Sans même me laisser dire un mot, elle poursuivit de plus belle :

_ Figure-toi que mes parents connaissent un excellent joaillier qui peut nous fabriquer des alliances sur mesure.

Je tentai de nouveau de la couper. Mais il n'y avait rien à faire. Elle était inarrêtable.

_ Je sais ce que tu vas me répondre. Élodie, tout ça va coûter une véritable fortune. Certes. Mais on ne se marie qu'une fois alors autant mettre le paquet !

En l'occurrence, on ne se mariait plus. Il devenait urgent que je l'en informe.

Je lui lançai, forçant la voix pour qu'enfin elle daigne m'entendre :

_ Élodie, rien ne va plus.

_ Comment ça ? dit-elle, s'étonnant sûrement de ces quelques mots pour le moins alarmistes.

_ Entre nous, je veux dire.

Elle crut d'abord avoir mal compris alors elle me relança :

_ Quoi ? Mais qu'est-ce que tu racontes ?

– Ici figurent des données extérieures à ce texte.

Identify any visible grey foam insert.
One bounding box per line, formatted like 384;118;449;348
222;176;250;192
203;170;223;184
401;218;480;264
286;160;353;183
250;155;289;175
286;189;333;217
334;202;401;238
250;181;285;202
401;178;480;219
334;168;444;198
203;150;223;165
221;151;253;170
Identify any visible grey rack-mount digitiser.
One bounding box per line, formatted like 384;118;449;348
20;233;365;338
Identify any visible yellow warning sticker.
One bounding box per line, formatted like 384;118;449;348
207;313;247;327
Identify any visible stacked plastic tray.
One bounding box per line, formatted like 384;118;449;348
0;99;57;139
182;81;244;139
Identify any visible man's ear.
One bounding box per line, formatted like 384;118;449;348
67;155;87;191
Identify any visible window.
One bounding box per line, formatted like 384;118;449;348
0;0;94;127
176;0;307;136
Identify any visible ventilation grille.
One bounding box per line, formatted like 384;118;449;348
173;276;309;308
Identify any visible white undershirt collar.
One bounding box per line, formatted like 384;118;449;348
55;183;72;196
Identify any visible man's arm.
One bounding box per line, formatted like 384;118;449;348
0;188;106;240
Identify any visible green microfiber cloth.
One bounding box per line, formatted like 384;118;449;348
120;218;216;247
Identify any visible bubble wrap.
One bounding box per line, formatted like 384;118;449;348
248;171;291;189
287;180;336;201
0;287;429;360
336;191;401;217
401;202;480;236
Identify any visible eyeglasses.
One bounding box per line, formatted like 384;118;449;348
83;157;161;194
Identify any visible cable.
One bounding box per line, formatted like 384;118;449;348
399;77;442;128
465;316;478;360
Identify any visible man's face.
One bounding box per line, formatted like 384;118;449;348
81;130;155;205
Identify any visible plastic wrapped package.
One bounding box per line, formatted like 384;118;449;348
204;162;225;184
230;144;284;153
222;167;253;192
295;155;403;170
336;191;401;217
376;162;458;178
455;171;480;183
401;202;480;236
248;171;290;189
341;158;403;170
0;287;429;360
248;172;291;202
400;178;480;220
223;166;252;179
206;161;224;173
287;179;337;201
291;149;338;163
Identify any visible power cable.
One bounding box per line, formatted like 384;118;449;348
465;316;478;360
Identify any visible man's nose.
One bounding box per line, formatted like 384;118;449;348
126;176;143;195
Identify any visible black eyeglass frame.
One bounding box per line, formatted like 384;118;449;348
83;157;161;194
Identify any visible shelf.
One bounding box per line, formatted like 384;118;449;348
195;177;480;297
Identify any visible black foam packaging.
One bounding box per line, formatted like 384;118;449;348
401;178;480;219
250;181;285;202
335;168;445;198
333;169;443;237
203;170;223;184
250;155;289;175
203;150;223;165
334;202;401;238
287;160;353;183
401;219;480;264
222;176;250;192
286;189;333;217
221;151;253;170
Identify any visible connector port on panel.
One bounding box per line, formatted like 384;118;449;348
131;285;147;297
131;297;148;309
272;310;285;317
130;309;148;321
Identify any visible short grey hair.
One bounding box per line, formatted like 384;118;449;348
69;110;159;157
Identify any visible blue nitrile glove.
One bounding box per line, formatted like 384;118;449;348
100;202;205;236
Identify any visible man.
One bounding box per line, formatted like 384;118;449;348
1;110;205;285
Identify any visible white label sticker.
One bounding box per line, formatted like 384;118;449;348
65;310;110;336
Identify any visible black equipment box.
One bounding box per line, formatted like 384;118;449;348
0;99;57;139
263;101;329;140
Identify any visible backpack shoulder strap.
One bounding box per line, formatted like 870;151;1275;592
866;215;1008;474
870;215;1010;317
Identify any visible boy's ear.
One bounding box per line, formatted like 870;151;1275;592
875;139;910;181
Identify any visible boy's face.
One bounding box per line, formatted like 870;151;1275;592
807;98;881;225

Je ne devais surtout pas me perdre dans des détours inutiles. Mieux valait aller à l'essentiel. Être à la fois clair, bref et ferme. Ainsi, j'écourterai peut-être le mélodrame.

_ Je ne t'aime plus, voilà.

Aussitôt que j'avais fini de prononcer cette phrase, j'avais su que j'avais poussé le bouchon de la brièveté un peu loin. Quant à Élodie, elle avait été horrifiée de mon aveu qu'elle avait, sans surprise, très mal pris. Ce qui était plus surprenant en revanche, c'était la nature de sa réaction. Point de tristesse. Mais une colère sourde et absolument dévastatrice qui eut le don de me terrifier.

Elle m'avait d'abord dépeint des pires qualificatifs qu'elle avait trouvés. Elle m'avait ensuite giflé, plusieurs fois, et je l'avais laissé faire, songeant que c'était un mal nécessaire pour qu'elle trouve enfin le chemin de l'apaisement. Avant de me mettre à la porte de chez elle sans ménagement, elle m'avait même menacé. Sur le moment, je n'y avais pas prêté plus d'importance que cela car ça ne semblait rien par rapport au flot d'insultes qu'elle venait de proférer à mon encontre. J'aurais pourtant dû. Mais, ça, je ne le comprendrai que plus tard.

_ Je te préviens. Si je me rends compte que c'est à cause de cette gamine que tu me quittes je vais te le faire payer !

« Cette gamine » comme elle disait, c'était Maelie. Elle n'avait pas manqué de faire référence à elle à plusieurs reprises. Elle avait besoin d'une coupable et c'était elle qu'elle avait choisi pour tenir ce rôle. Je n'avais pas manqué de la contredire car je ne voulais surtout pas mêler Maelie à tout ça. C'était absurde car, au fond, Élodie avait raison. C'était bel et bien elle qui était à l'origine de tout ce chamboulement dans ma vie. Je m'étais épris d'elle et il s'en était suffi de quelques jours pour que je renonce à ce qui pourtant me paraissait jusqu'alors comme étant le plus important dans ma vie ; mon mariage. Comme quoi, l'amour avait ses raisons que la raison ignorait.